Finance

Finance
1. An investor believes that there will be a big jump in a stock price, but is uncertain as to the direction. Identify the different strategies (about 4) the investor can follow and briefly explain the differences among them. (Hint: There are potentially six different strategies)

2. Three call options on a stock have the same expiration date and strike prices of $55, $60, and $65. The market prices are $8, $5, and $3, respectively. Explain how a butterfly spread can be created. Construct a table showing the profit from the strategy.
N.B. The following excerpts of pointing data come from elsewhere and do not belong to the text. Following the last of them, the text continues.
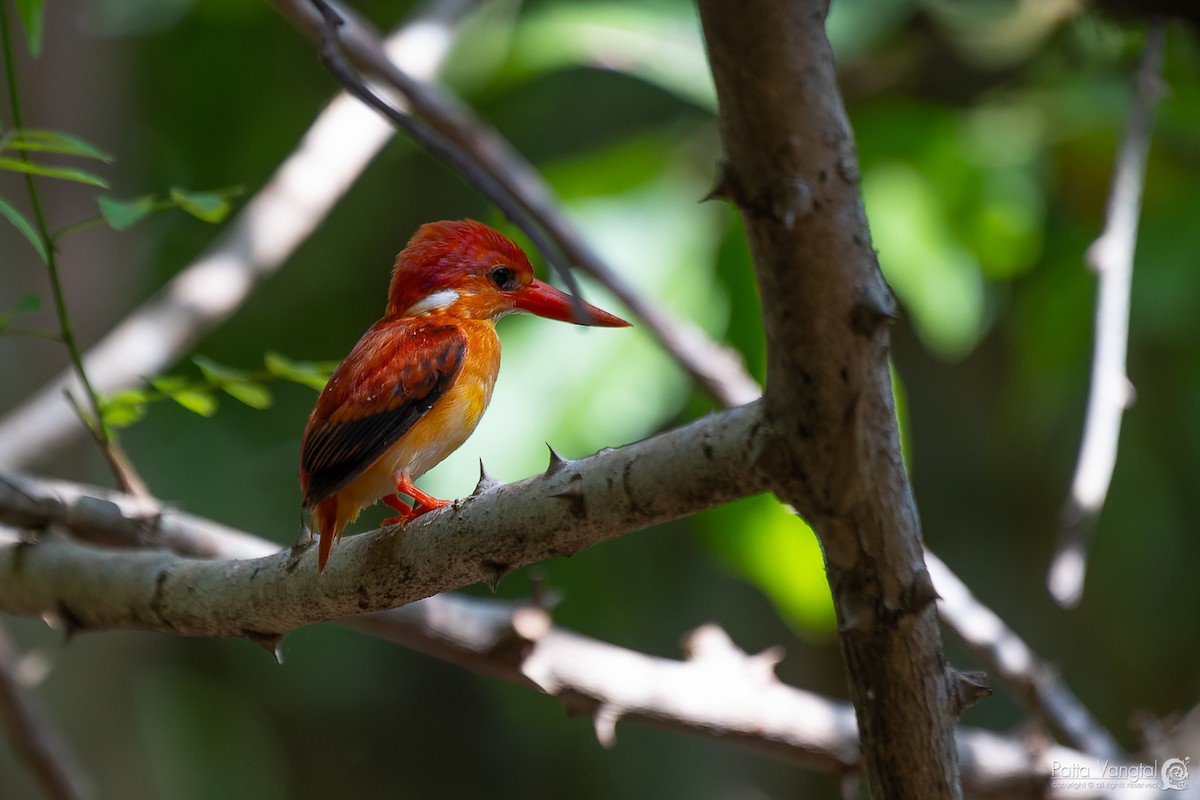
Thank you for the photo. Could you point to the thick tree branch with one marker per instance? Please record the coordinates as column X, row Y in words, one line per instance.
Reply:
column 1111, row 258
column 574, row 505
column 259, row 239
column 516, row 642
column 792, row 170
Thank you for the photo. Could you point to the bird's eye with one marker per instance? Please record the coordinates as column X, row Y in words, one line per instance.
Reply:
column 503, row 277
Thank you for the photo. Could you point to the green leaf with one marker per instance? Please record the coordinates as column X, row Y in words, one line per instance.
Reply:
column 124, row 408
column 28, row 305
column 238, row 383
column 209, row 206
column 775, row 551
column 310, row 373
column 124, row 214
column 27, row 229
column 251, row 394
column 197, row 400
column 31, row 13
column 36, row 140
column 220, row 374
column 63, row 173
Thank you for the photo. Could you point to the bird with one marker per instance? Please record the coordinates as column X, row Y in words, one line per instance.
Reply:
column 417, row 384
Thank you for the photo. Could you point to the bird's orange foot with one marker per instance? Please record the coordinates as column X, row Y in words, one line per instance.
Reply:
column 399, row 505
column 423, row 503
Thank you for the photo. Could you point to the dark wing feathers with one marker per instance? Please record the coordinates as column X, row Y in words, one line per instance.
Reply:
column 337, row 451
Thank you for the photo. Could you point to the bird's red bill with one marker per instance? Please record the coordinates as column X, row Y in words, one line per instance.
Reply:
column 545, row 300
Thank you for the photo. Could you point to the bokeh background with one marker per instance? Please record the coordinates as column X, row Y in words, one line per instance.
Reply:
column 987, row 133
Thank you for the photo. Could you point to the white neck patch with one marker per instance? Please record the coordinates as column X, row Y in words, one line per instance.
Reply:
column 436, row 301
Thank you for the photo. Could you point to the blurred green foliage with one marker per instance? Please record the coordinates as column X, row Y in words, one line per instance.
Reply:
column 985, row 133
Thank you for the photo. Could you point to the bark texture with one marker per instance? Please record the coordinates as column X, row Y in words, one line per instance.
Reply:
column 792, row 170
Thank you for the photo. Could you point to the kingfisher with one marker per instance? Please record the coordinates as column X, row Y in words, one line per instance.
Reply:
column 418, row 382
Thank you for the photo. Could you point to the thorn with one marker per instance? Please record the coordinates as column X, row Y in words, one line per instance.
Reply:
column 712, row 644
column 921, row 594
column 605, row 722
column 557, row 463
column 495, row 572
column 70, row 623
column 967, row 689
column 573, row 495
column 874, row 307
column 269, row 642
column 531, row 623
column 857, row 612
column 792, row 199
column 486, row 482
column 723, row 186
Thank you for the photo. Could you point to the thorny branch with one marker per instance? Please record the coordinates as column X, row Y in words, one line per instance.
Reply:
column 714, row 367
column 717, row 691
column 1111, row 258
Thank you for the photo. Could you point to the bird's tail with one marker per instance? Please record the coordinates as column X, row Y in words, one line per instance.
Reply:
column 329, row 527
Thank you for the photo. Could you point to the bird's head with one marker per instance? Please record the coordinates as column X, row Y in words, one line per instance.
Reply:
column 466, row 269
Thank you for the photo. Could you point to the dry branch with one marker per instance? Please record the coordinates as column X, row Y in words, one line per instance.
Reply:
column 714, row 367
column 519, row 643
column 575, row 504
column 1111, row 392
column 792, row 170
column 34, row 739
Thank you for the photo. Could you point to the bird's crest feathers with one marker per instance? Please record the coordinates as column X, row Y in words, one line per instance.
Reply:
column 441, row 254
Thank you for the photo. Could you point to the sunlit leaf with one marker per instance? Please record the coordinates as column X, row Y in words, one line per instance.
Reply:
column 18, row 220
column 219, row 373
column 124, row 408
column 61, row 173
column 310, row 373
column 28, row 305
column 935, row 277
column 197, row 400
column 775, row 551
column 251, row 394
column 35, row 140
column 657, row 43
column 209, row 206
column 124, row 214
column 31, row 13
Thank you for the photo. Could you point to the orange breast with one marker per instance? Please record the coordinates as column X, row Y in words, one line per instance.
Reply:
column 439, row 432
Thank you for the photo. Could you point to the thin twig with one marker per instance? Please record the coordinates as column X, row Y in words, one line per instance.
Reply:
column 93, row 417
column 1111, row 258
column 259, row 239
column 33, row 735
column 713, row 366
column 341, row 70
column 1007, row 657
For what range of stock prices would the butterfly spread lead to a loss?Plot a graph of the final profits (after excluding cost) from the strategy (Y axis) for a closing stock price range of $0 to $100 in increments of $5, on the X-axis.

3. Suppose that c1, c2, and c3 are the prices of European call options with strike prices K1, K2, and K3, respectively, where K3>K2>K1 and K3¬– K2 = K2 – K1. All options have the same maturity. Assuming no arbitrage, what is the relation between c1, c2, and c3?

4. The price of a stock is $40. The price of a one-year European put option on the stock with a strike price of $30 is quoted as $7 and the price of a one-year European call option on the stock with a strike price of $50 is quoted as $5. Suppose that an investor buys 100 shares, shorts 100 call options, and buys 100 put options. Draw a diagram (to scale) illustrating how the investor’s profit or loss varies with the stock price over the next year. How does the answer change if the investor buys 100 shares, shorts 200 call options, and buys 200 put options? Clearly show the payoffs using different graphs for each of the securities (for example — for calls, ___for stock, … for puts, and ___for the overall payoff). Note: I expect is 2 diagrams, one for each scenario.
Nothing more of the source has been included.